赤色の歴史

 ローマ時代の遺跡であるポンペイ最大の目玉は秘儀荘である。秘儀荘のもっとも奥まった場所の客室の壁一面に描かれた「ディオニソスの秘儀」と呼ばれるフレスコ壁画は見事の一語に尽きる。壁画の題材は酒と豊饒の神ディオニソス信仰の入信儀式で、等身大の女性達がポンペイ・レッドと呼ばれる限りなく朱色に近い鮮やかな赤を背景に描かれている。とにかく素晴らしい。この遺跡を訪ねた梅原龍三郎が感動したのも頷ける。
 壁画で使われている赤の顔料は辰砂(しんしゃ・硫化水銀)で、これ以外にも鉛丹(えんたん・酸化鉛)が使われていた。そこで今回は「赤の美術史」と題して赤色顔料と染料の歴史を俯瞰したい。

 人類史上に登場する最古の赤は、旧石器時代の洞窟壁画に使われた代赭石(だいしゃいし・赤鉄鉱)である。
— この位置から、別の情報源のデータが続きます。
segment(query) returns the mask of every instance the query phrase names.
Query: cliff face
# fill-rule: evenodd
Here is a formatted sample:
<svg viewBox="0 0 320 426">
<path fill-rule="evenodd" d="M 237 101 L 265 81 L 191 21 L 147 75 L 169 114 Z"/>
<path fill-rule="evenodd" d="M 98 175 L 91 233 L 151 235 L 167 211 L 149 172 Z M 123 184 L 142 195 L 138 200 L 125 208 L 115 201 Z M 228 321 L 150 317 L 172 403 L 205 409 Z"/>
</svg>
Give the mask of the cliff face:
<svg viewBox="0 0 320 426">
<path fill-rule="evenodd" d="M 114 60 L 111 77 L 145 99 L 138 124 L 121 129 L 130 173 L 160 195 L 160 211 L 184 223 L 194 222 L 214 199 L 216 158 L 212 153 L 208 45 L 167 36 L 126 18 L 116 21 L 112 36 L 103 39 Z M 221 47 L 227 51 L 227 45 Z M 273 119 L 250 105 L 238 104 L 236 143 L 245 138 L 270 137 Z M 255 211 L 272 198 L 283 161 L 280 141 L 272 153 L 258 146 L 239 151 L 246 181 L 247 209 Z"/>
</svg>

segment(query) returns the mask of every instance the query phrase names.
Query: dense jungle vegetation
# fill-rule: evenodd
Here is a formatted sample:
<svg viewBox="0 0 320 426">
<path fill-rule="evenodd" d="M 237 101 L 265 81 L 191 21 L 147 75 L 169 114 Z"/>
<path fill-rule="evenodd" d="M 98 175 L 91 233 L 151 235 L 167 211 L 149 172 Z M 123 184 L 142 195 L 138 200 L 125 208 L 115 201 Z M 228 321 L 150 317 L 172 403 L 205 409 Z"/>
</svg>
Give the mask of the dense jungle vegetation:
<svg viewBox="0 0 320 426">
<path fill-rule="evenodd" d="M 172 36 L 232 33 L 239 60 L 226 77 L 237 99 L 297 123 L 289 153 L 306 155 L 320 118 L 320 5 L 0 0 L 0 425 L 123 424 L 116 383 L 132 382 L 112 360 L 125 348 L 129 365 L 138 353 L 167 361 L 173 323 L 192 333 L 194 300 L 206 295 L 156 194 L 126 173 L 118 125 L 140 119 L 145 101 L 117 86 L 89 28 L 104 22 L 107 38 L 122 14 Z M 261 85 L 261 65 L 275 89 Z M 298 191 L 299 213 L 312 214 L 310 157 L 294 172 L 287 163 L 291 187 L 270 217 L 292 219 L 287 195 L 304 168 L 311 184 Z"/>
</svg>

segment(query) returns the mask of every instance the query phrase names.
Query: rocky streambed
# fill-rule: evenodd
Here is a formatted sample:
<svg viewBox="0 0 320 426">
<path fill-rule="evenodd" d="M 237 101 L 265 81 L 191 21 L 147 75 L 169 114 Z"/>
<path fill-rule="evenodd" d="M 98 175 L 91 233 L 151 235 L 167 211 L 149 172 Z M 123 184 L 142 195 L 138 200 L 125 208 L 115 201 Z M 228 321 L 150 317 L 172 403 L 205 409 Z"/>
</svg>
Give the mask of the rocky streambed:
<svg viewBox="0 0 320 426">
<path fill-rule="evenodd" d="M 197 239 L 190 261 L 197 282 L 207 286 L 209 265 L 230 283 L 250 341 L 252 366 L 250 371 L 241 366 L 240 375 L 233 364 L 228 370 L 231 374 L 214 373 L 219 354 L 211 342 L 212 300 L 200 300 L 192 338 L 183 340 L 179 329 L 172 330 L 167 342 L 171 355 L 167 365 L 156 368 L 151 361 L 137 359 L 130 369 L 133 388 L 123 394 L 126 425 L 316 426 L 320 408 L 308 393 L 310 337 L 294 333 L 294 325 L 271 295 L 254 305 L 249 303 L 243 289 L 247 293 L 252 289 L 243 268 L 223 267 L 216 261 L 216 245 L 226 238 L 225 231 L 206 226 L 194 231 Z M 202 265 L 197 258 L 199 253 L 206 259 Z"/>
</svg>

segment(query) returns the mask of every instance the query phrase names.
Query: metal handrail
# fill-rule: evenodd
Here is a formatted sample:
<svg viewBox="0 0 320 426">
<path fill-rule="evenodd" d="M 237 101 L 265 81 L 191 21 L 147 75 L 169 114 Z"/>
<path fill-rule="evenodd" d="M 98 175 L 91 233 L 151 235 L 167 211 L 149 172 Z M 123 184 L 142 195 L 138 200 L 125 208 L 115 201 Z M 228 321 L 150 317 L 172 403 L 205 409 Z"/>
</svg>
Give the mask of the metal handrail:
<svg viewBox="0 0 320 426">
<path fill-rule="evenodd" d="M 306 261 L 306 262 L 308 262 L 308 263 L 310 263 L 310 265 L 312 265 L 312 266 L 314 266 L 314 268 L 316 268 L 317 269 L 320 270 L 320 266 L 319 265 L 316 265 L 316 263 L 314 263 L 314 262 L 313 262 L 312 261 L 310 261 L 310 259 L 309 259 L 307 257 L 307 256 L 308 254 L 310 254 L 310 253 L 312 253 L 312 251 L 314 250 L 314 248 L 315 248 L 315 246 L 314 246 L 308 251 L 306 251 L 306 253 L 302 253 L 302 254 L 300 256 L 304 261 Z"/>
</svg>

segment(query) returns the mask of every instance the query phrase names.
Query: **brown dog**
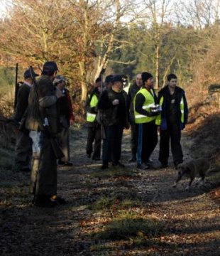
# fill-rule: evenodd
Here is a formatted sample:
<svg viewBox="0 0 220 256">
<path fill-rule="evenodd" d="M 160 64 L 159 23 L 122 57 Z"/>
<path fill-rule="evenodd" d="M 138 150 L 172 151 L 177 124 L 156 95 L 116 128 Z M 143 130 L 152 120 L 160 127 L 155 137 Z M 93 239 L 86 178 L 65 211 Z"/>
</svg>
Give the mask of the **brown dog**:
<svg viewBox="0 0 220 256">
<path fill-rule="evenodd" d="M 196 160 L 192 160 L 185 164 L 180 164 L 178 165 L 178 177 L 173 187 L 176 187 L 177 183 L 181 180 L 183 176 L 189 177 L 189 183 L 186 188 L 186 190 L 190 188 L 192 182 L 194 178 L 199 175 L 201 177 L 201 183 L 204 185 L 204 180 L 206 173 L 209 169 L 209 161 L 208 159 L 199 159 Z"/>
</svg>

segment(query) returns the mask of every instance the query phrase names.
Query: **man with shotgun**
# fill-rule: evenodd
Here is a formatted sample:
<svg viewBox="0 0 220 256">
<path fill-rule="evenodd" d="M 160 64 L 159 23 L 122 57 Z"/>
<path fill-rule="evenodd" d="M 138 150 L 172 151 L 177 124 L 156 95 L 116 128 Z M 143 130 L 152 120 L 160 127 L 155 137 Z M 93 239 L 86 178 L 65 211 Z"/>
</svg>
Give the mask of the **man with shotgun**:
<svg viewBox="0 0 220 256">
<path fill-rule="evenodd" d="M 62 93 L 53 83 L 58 68 L 53 61 L 45 63 L 37 82 L 32 67 L 30 71 L 33 86 L 28 99 L 26 127 L 31 131 L 33 140 L 33 203 L 37 206 L 55 206 L 66 203 L 65 199 L 57 196 L 56 159 L 63 156 L 56 141 L 60 132 L 57 101 Z"/>
<path fill-rule="evenodd" d="M 21 124 L 28 105 L 28 96 L 33 85 L 33 80 L 30 70 L 26 70 L 23 74 L 24 82 L 19 87 L 17 82 L 17 72 L 18 65 L 16 65 L 14 120 L 18 124 Z M 38 75 L 33 73 L 33 75 L 35 77 Z M 15 164 L 20 171 L 31 171 L 32 141 L 29 137 L 29 131 L 26 129 L 16 129 L 16 135 Z"/>
</svg>

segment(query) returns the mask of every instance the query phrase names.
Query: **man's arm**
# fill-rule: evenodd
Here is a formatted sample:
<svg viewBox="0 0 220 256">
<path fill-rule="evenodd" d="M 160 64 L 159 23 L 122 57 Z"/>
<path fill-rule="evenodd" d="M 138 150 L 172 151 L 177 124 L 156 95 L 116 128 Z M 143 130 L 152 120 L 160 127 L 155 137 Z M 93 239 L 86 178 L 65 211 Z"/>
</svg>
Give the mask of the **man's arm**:
<svg viewBox="0 0 220 256">
<path fill-rule="evenodd" d="M 188 121 L 188 105 L 185 92 L 183 92 L 183 103 L 184 103 L 184 123 L 186 124 Z"/>
<path fill-rule="evenodd" d="M 147 117 L 153 117 L 154 114 L 145 110 L 143 109 L 143 105 L 145 99 L 141 93 L 138 93 L 136 96 L 135 110 L 141 114 L 145 115 Z"/>
<path fill-rule="evenodd" d="M 106 110 L 112 106 L 112 102 L 109 101 L 109 98 L 108 97 L 108 92 L 106 90 L 104 91 L 99 100 L 98 109 Z"/>
</svg>

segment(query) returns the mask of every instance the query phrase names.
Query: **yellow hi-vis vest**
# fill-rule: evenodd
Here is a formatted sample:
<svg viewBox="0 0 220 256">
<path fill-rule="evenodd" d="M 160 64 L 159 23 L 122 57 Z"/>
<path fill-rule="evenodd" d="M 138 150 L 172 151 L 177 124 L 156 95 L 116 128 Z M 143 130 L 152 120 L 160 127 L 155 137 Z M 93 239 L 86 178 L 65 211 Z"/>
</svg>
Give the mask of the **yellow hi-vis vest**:
<svg viewBox="0 0 220 256">
<path fill-rule="evenodd" d="M 99 100 L 97 95 L 93 95 L 91 100 L 90 100 L 90 107 L 97 107 L 98 104 Z M 87 122 L 94 122 L 96 119 L 96 114 L 93 113 L 87 113 Z"/>
<path fill-rule="evenodd" d="M 156 117 L 147 117 L 144 114 L 141 114 L 140 113 L 136 111 L 136 96 L 138 93 L 141 93 L 144 97 L 145 98 L 145 102 L 142 106 L 142 108 L 148 112 L 150 112 L 150 107 L 155 105 L 155 101 L 153 97 L 153 90 L 150 90 L 151 93 L 148 91 L 148 90 L 145 88 L 141 89 L 135 95 L 133 99 L 133 109 L 134 109 L 134 117 L 136 124 L 143 124 L 146 122 L 149 122 L 155 119 Z"/>
<path fill-rule="evenodd" d="M 160 105 L 162 107 L 163 105 L 163 97 L 162 96 L 160 100 Z M 183 101 L 183 97 L 182 97 L 181 100 L 180 100 L 180 111 L 181 111 L 181 119 L 180 121 L 182 122 L 182 124 L 184 123 L 184 101 Z M 161 124 L 161 113 L 157 116 L 156 117 L 156 121 L 155 121 L 155 124 L 157 125 L 160 125 Z"/>
</svg>

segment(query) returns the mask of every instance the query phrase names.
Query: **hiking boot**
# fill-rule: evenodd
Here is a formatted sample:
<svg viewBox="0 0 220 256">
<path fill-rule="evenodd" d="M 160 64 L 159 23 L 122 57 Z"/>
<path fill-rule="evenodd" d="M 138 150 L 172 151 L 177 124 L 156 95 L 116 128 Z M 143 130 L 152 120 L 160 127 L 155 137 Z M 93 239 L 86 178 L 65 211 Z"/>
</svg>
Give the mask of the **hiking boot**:
<svg viewBox="0 0 220 256">
<path fill-rule="evenodd" d="M 148 166 L 148 165 L 143 165 L 143 164 L 137 164 L 137 169 L 139 169 L 139 170 L 148 170 L 148 169 L 150 169 L 150 166 Z"/>
<path fill-rule="evenodd" d="M 28 167 L 24 167 L 24 168 L 21 168 L 20 171 L 23 172 L 31 172 L 31 170 Z"/>
<path fill-rule="evenodd" d="M 93 157 L 92 160 L 94 160 L 94 161 L 100 161 L 101 159 L 100 159 L 100 157 Z"/>
<path fill-rule="evenodd" d="M 168 164 L 161 164 L 160 166 L 160 169 L 165 169 L 165 168 L 167 168 L 168 167 Z"/>
<path fill-rule="evenodd" d="M 64 161 L 61 160 L 58 160 L 58 166 L 72 166 L 72 163 L 69 161 Z"/>
<path fill-rule="evenodd" d="M 101 169 L 106 169 L 109 168 L 109 164 L 108 163 L 103 163 L 102 166 L 101 166 Z"/>
<path fill-rule="evenodd" d="M 136 156 L 132 156 L 131 157 L 131 159 L 128 160 L 129 163 L 132 163 L 132 162 L 135 162 L 136 161 Z"/>
<path fill-rule="evenodd" d="M 67 204 L 68 202 L 63 198 L 57 196 L 52 196 L 50 199 L 56 201 L 59 204 Z"/>
<path fill-rule="evenodd" d="M 121 167 L 121 168 L 125 168 L 125 165 L 120 163 L 119 161 L 117 162 L 113 162 L 112 163 L 112 166 L 119 166 L 119 167 Z"/>
<path fill-rule="evenodd" d="M 50 196 L 35 196 L 32 203 L 38 207 L 54 207 L 58 206 L 56 200 L 50 198 Z"/>
</svg>

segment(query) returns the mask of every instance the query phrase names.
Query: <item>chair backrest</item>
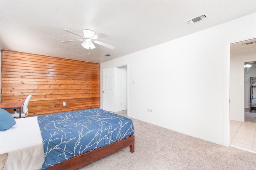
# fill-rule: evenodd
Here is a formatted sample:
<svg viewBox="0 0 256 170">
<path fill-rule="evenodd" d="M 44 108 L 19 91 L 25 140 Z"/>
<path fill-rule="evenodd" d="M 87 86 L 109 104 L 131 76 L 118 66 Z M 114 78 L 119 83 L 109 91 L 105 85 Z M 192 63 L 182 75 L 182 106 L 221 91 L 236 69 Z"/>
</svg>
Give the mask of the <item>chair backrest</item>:
<svg viewBox="0 0 256 170">
<path fill-rule="evenodd" d="M 24 113 L 28 114 L 28 102 L 29 102 L 29 101 L 30 100 L 31 98 L 31 97 L 32 97 L 32 95 L 29 95 L 27 97 L 27 98 L 26 99 L 24 103 L 23 104 L 23 113 Z"/>
</svg>

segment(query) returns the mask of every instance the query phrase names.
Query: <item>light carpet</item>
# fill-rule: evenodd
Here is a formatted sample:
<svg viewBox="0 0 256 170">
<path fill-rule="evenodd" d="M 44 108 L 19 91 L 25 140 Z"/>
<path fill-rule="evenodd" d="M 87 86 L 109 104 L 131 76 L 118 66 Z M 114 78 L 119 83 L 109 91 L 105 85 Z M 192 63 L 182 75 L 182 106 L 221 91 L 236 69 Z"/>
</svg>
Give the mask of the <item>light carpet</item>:
<svg viewBox="0 0 256 170">
<path fill-rule="evenodd" d="M 132 119 L 134 152 L 128 147 L 78 169 L 256 169 L 256 154 Z"/>
<path fill-rule="evenodd" d="M 256 123 L 256 113 L 244 112 L 244 121 Z"/>
</svg>

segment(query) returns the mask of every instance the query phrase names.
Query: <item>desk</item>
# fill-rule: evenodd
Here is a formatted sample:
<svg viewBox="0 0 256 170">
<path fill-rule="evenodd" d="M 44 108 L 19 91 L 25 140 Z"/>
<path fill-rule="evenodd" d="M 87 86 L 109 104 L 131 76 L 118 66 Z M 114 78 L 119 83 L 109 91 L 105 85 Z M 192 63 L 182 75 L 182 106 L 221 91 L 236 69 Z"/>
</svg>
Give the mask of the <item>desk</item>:
<svg viewBox="0 0 256 170">
<path fill-rule="evenodd" d="M 0 102 L 0 108 L 1 109 L 19 109 L 20 111 L 20 118 L 21 118 L 21 107 L 23 105 L 24 101 Z M 14 110 L 15 111 L 15 110 Z"/>
<path fill-rule="evenodd" d="M 3 170 L 8 156 L 8 153 L 0 154 L 0 170 Z"/>
</svg>

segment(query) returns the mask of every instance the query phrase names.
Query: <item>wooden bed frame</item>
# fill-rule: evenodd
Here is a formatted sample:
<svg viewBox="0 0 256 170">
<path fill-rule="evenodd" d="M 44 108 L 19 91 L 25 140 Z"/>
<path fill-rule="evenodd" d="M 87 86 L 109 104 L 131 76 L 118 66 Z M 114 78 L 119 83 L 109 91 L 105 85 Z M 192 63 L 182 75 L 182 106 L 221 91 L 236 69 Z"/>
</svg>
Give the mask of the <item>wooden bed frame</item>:
<svg viewBox="0 0 256 170">
<path fill-rule="evenodd" d="M 47 170 L 73 170 L 112 154 L 122 149 L 130 147 L 130 151 L 134 152 L 134 136 L 130 137 L 110 145 L 78 155 L 68 160 L 45 169 Z"/>
</svg>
ラスコーやアルタミラ洞窟の壁画の赤がこれで、おそらく血液の象徴的存在として使ったと思われる。この代赭石の用途は広く、古代エジプトの王妃の化粧は目蓋に黒い方鉛鉱と緑の孔雀石の粉末を使い唇に代赭石を塗った。現代女性の定番品であるアイシャドーと口紅のルーツはここにある。
 次いで登場するのが秘儀荘でも使われた辰砂と鉛丹である。前3000年紀の半ばに顔料用として採掘されているが、普及するのはギリシャ・ローマ時代である。特に辰砂は代赭石よりも鮮やかな赤が可能なので壁画等では好まれた。さらにはキリスト教時代の初期に書かれた『死海文書』も辰砂を赤インクとして用いている。

 赤染料も辰砂や鉛丹と同時期に登場している。代表的なものは4種類で、具体的には、①アカネ(アカネ草)、②ケルメス(貝殻虫)、③ヘンナ(ミソハギ科低木)、④ラック(インドと東南アジアに生息する昆虫)である。テキスタイルという点で関係が深いのはトルコ赤と呼ばれたアカネで、古代エジプトやインダス文明の遺跡からアカネで染めた布地が見つかっている。このアカネは媒染剤(ばいせんざい)として明礬(みょうばん)を使うと堅牢になり、この染色技法は十字軍によってヨーロッパへ紹介された。

 一方、コロンブスが1492年に発見した新大陸では、紀元前からコチニールというサボテンの一種オプンチアに付く寄生虫の仲間の小さな虫ダクチロピウスから生産していた。オプンチアは栽培できるため虫の飼育が容易である。1グラムの染料を生産するのに2000匹の雌の虫が必要であったが、ケルメス虫が1年に1回しか採取できなかったのに対してコチニール虫は数回の採取が可能であった。さらにコチニールにはケルメスの10倍の反応性染色素があるだけに主役の座を奪うのは時間の問題で、一八〇〇年代の初期にスペインがラテンアメリカの領地を失うまでは欧州市場へ向けてメキシコで盛んに生産された。その後生産はカナリア諸島に移されが、19世紀に合成アニリン染料が登場すると衰退の一途を辿っていく。